Artificial Cognitive Development
Collective Intelligence (definitions)
October 29, 2013Posted by on
This is the list of definitions of Collective Intelligence, that I came across until now (hopefully to be augmented from time to time..):
- Collective intelligence is “to effectively use the information provided by others to improve one’s application”.
Collective intelligence of users is the “a) intelligence that’s extracted out from the collective set of interactions and contributions made by your users; b) “the use of this intelligence to act as a filter for what’s valuable in your application for a user—This filter takes into account a user’s preferences and interactions to provide relevant information to the user”;
- Four basic conditions for the Collective Intelligence:
- they’re composed of individuals who have diverse opinions;
- when the individuals aren’t afraid to express their opinions;
- when there’s diversity in the crowd;
- and when there’s a way to aggregate all the information and use it in the decision-making process
- Collective intelligence is shared or group intelligence that emerges from the collaboration, collective efforts, and competition of many individuals and appears in consensus decision making.
- “It is a form of universally distributed intelligence, constantly enhanced, coordinated in real time, and resulting in the effective mobilization of skills. I’ll add the following indispensable characteristic to this definition: The basis and goal of collective intelligence is mutual recognition and enrichment of individuals rather than the cult of fetishized or hypostatized communities.”
Source: Pierre Levy,
- “Contemporary science sees societies, organisms and brains as complex adaptive systems (Ball, 2012; Holland, 1992; J. H. Miller & Page, 2007). This means that they consist of a vast number of relatively autonomous agents (such as cells, neurons or individuals) that interact locally via a variety of channels. Together these channels form a complex, dynamic network. Out of these non-linear interactions, some form of coherent, coordinated activity emerges—a phenomenon known as self-organization (Camazine et al., 2003; Heylighen, 2013). The resulting organization is truly distributed over the components of the system: it is not localized, centralized or directed by one or a few agents, but arises out of the interconnections between all the agents.”

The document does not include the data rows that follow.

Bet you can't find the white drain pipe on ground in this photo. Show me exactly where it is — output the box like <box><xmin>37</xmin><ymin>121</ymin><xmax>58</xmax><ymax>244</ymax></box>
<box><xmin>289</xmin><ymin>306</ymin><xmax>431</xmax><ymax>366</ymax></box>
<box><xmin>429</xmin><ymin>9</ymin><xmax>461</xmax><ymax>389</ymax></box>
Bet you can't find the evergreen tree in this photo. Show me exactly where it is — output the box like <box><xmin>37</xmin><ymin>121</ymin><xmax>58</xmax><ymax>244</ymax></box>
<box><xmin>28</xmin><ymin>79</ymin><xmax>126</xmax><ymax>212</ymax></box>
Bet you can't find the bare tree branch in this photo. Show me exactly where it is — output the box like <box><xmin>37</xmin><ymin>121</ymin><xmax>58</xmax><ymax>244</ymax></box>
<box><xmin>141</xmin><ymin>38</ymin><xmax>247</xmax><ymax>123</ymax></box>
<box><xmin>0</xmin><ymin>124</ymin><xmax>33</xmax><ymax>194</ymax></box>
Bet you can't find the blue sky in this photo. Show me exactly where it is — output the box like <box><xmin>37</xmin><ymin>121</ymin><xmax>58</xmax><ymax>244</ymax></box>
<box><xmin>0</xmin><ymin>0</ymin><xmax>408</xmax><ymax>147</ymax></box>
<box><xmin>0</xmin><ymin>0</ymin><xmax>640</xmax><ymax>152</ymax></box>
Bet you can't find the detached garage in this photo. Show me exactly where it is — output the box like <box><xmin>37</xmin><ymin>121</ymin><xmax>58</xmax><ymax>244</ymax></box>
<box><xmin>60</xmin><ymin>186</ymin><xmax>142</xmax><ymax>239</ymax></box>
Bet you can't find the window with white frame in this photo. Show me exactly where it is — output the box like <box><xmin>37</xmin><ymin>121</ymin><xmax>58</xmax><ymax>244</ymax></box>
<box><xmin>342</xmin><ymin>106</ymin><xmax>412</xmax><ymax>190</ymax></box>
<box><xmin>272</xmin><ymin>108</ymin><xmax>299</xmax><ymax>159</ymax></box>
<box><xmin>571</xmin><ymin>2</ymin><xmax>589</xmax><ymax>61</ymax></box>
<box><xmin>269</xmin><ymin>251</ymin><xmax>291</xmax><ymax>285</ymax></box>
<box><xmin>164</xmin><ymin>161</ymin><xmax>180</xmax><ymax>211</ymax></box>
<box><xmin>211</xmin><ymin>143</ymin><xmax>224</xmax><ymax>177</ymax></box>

Source: Heylighen, Distributed intelligence technologies (unpublished)
- According to Heylighen, the difference between distributed intelligence and collective intelligence is that the later one inculdes only humans, while the former can encompass technological artefacts too.
Source: Heylighen, Distributed intelligence technologies, page (unpublished)
- Collective wisdom, also called group wisdom and co-intelligence, is shared knowledge arrived at by individuals and groups. Collective intelligence, which is sometimes used synonymously with collective wisdom, is more of a shared decision process than collective wisdom. Unlike collective wisdom, collective intelligence it is not uniquely human, and has been associated with animal and plant life. Collective intelligence is basically consensus-driven decision making, whereas collective wisdom is not necessarily focused on the decision process. Collective wisdom is a more amorphous phenomenon which can be characterized by collective learning over time.